Frank Paul inquiry commissioner wants prosecutors to testify
Friday, February 29, 2008
VANCOUVER - In a precedent setting ruling, Frank Paul inquiry commissioner William Davies has ordered B.C.'s criminal justice branch to explain why charges weren't laid against police involved in the death of the homeless man.
It was the actions of two Vancouver police officers that resulted in the insensibly intoxicated man being refused entry to the city jail on the night of Dec. 5, 1998, then being dumped in a downtown alley where he died of exposure some hours later.
Saying the branch was "currently under a cloud for its response to Mr. Paul's death," Davies rejected arguments the inquiry didn't have the jurisdiction to order former prosecutors - who are now judges - to testify.
The former prosecutors are Michael Hicks, now a provincial court judge in the South Fraser district, and Austin Cullen, who was appointed to the B.C. Supreme Court in 2001.
Davies, a retired justice of the B.C. Supreme Court, also rejected arguments the branch couldn't be subpoenaed for evidence concerning why a charge was or was not laid or that it had immunity against disclosure based on the principle of the independence of the Crown counsel's office.
It was also argued there was a solicitor-client relationship between salaried prosecutors of the branch and the assistant deputy attorney-general for whom they work, but Davies laid waste to that saying no such privilege existed.
Without any explanation from the criminal justice branch concerning charges, the inquiry wouldn't be able to fulfill its mandate, Davies argued.
"If the branch's assertions are correct then the commission will be unable to properly answer the question of the response of the branch to the death of Frank Paul," wrote Davies in a 57-page ruling.
"The fact that the branch was included among the public bodies enumerated in the [commission's] terms of reference satisfies me that there is public concern respecting the branch's response and this concern relates to both the processes followed and the decisions made," said Davies.
"That being so the branch is currently under a cloud for its response to Mr. Paul's death. It is too early to tell whether or not that cloud is warranted.

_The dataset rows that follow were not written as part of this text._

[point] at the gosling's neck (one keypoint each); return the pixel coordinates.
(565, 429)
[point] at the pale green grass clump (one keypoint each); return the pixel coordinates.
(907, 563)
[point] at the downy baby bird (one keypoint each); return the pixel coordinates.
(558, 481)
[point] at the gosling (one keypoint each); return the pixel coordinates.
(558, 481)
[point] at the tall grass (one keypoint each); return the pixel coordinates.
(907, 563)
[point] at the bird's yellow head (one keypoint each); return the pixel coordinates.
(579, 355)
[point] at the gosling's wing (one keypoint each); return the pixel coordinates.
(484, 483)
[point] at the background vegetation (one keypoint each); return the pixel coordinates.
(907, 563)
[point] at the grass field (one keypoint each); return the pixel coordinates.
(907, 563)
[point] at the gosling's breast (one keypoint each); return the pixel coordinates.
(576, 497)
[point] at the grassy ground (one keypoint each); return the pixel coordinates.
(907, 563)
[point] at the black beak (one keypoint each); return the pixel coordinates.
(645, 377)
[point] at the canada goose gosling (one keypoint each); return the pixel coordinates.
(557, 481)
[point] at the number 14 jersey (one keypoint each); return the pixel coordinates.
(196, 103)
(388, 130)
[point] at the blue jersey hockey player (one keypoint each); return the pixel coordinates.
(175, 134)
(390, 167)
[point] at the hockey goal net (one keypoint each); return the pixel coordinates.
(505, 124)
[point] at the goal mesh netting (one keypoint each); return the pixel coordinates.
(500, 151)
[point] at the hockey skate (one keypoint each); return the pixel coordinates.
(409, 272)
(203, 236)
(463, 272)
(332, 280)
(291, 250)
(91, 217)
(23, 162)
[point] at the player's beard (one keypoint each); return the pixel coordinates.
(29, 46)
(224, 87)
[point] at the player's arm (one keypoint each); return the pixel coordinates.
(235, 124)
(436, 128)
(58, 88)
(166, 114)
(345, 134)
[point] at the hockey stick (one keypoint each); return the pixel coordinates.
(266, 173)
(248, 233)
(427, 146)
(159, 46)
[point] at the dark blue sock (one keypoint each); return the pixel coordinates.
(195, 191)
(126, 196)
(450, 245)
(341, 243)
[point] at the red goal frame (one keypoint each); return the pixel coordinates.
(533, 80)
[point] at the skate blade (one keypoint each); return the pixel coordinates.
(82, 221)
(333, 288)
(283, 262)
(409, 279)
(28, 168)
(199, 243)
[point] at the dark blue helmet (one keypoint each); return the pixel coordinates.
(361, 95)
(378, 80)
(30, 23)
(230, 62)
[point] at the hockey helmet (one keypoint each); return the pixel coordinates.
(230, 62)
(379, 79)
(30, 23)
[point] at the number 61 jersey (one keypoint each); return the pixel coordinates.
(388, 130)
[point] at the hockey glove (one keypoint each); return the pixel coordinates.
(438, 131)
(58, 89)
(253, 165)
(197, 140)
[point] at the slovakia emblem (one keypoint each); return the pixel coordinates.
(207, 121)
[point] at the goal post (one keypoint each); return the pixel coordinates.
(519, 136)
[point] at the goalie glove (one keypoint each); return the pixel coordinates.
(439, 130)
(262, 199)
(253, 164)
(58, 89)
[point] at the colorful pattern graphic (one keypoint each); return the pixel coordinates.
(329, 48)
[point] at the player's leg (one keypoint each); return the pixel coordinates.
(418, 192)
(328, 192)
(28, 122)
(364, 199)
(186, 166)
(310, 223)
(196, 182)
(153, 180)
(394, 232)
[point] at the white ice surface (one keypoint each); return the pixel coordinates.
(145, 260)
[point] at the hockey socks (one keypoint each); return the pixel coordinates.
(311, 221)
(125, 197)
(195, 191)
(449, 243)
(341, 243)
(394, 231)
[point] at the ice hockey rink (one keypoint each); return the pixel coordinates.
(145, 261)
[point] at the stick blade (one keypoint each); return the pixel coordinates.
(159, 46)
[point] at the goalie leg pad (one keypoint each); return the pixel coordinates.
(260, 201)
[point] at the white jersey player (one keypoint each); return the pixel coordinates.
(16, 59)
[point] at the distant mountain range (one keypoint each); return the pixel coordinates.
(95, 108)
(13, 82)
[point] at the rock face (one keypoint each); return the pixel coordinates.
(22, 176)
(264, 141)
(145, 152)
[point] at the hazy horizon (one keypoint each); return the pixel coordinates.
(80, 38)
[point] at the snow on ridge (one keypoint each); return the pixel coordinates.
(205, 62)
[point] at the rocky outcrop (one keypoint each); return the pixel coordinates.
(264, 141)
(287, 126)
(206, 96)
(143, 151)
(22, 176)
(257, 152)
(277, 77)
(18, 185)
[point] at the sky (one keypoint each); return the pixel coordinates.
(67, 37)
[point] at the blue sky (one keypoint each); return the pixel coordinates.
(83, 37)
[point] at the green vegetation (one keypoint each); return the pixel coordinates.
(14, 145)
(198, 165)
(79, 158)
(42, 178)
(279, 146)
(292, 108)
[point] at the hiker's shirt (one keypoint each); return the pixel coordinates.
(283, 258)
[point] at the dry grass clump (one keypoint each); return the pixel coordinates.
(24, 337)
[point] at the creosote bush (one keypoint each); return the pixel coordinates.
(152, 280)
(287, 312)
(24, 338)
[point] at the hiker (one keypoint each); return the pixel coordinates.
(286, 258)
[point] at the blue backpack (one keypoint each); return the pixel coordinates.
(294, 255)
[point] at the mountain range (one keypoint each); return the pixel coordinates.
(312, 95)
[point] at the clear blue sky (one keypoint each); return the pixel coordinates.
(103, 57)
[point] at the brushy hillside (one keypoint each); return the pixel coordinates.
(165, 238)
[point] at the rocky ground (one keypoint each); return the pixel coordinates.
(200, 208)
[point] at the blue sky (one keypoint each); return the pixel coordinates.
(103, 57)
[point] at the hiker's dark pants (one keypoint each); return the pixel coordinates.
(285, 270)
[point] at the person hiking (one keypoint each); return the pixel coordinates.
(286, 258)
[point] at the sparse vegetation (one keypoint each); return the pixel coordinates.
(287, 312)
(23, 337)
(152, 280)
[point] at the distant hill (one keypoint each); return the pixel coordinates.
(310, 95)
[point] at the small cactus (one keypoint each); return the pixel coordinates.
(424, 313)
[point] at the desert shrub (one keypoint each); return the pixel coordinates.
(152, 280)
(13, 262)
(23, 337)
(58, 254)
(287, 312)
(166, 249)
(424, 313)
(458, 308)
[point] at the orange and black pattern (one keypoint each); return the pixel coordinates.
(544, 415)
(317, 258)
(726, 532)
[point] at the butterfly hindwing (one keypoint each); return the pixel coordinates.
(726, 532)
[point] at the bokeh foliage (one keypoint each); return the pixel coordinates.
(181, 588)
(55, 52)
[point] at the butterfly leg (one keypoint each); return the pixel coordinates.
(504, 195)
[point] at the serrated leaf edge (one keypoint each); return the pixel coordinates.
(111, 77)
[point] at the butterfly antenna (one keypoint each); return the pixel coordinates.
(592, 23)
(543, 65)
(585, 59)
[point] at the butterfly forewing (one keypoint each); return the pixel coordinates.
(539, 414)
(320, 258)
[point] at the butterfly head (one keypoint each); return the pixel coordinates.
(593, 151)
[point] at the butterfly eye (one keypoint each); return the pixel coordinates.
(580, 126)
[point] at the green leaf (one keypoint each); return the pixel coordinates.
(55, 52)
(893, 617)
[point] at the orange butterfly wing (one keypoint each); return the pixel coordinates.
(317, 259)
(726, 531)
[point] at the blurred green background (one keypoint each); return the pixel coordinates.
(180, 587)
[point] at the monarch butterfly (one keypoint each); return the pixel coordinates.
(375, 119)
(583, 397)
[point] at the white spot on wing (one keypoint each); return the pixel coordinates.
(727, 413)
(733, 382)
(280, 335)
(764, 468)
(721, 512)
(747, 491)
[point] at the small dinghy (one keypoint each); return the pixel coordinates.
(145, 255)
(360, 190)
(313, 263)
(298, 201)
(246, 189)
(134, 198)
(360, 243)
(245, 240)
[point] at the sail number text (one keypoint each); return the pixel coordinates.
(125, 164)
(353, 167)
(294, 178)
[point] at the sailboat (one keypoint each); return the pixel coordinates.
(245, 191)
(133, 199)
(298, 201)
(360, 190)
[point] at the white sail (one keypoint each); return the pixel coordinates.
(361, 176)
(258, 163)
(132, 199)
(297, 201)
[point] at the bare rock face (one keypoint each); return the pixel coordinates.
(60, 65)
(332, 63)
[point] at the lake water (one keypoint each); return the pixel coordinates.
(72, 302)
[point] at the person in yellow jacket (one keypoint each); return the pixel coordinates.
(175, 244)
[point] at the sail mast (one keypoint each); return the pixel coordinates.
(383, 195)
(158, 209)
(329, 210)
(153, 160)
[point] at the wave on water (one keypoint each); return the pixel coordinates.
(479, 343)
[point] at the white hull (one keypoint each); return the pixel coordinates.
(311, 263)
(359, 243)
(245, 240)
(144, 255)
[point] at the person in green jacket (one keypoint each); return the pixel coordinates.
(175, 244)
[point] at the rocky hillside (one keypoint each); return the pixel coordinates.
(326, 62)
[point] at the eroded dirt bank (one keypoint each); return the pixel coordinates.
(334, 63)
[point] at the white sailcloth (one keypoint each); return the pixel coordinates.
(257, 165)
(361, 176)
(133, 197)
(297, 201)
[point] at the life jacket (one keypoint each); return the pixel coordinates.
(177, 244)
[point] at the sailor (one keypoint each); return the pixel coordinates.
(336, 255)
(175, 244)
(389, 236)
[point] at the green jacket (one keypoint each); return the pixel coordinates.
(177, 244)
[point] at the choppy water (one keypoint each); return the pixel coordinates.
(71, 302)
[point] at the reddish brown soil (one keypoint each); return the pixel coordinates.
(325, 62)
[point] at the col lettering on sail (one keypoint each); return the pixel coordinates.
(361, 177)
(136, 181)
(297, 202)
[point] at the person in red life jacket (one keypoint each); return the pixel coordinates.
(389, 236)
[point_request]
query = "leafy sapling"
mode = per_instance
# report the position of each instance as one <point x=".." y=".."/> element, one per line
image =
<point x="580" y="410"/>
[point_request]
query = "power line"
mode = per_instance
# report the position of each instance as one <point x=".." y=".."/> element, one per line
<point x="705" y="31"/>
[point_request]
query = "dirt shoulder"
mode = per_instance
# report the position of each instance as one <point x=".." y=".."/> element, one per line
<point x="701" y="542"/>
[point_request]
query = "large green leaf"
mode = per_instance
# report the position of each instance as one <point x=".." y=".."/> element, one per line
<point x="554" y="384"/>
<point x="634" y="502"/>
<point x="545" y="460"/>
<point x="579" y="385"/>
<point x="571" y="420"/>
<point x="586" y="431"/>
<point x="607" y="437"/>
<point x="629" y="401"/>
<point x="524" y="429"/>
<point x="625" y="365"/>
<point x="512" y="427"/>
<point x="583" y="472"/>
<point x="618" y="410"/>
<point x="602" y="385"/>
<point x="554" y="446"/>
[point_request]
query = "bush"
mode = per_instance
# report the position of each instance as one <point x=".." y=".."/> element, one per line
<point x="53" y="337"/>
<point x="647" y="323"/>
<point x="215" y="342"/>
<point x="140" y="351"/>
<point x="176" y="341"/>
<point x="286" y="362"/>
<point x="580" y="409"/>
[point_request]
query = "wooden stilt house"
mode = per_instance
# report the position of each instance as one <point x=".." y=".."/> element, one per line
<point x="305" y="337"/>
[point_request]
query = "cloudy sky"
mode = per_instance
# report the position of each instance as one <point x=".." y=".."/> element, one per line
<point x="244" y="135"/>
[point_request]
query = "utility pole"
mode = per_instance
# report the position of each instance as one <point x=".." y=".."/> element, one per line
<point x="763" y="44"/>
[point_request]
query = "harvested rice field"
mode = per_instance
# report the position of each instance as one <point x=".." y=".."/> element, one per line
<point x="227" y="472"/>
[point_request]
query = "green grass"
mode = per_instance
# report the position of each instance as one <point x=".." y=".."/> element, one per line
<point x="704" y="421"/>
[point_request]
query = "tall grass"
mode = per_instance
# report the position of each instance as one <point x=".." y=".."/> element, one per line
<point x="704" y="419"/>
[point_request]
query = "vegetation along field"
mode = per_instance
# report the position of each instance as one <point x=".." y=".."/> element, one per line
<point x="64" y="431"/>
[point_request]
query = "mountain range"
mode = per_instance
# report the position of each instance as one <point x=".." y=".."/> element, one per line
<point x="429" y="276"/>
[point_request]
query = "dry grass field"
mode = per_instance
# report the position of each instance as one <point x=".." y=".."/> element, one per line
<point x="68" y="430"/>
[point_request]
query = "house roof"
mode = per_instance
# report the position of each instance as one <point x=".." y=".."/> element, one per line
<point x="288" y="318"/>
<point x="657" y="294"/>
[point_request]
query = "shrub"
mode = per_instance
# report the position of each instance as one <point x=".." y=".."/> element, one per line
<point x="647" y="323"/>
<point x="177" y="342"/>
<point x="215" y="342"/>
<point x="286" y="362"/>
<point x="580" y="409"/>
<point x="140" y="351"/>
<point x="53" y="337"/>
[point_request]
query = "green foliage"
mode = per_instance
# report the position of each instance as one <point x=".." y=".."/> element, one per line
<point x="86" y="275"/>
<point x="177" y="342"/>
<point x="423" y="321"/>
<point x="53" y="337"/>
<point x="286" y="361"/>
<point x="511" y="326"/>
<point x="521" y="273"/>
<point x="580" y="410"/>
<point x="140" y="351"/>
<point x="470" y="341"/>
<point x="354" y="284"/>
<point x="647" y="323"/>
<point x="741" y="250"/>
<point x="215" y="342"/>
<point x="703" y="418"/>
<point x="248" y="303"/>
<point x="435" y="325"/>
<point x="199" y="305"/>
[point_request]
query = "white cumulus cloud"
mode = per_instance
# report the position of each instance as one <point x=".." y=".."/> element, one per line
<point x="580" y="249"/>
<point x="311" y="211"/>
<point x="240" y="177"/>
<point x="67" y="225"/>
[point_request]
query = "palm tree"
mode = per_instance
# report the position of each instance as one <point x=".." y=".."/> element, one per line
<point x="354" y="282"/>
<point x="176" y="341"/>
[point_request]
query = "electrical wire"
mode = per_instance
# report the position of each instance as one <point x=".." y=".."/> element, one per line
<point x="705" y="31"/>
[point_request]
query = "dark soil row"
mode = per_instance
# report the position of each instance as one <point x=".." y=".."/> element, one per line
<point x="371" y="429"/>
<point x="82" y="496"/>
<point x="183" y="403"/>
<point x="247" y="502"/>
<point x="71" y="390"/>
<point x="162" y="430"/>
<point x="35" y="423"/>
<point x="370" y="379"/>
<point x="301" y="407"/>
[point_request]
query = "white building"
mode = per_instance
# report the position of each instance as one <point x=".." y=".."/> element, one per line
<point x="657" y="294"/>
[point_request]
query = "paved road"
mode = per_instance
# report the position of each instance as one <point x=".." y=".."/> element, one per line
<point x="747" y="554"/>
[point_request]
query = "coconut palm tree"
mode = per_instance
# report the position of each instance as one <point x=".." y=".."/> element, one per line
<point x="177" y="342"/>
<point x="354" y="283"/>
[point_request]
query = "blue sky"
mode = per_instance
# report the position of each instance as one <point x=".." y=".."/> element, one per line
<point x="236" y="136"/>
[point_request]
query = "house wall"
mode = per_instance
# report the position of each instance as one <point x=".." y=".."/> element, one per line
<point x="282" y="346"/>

Only a full and public examination of the branch's charge assessment will resolve that issue."
Just how the criminal justice branch will respond to the ruling isn't clear.
Spokesman Stan Lowe didn't have a lot to say when asked today.
"We're in the process of reviewing the ruling and once we've completed that we will decide what course of action to take," said Lowe.
The ruling could be appealed to the B.C. Supreme Court but Lowe said he wouldn't speculate on whether an appeal would be made or if the branch would comply with the order.
From information made available to the commission, it appears the branch sought five separate opinions on whether to pursue a conviction and each concluded the evidence wouldn't support charges.
Paul's death has become a cause celebre for First Nations groups, anti-poverty activists in the Downtown Eastside and organizations concerned with the poor and addicted following the failure by any government agency to order an investigation into his death.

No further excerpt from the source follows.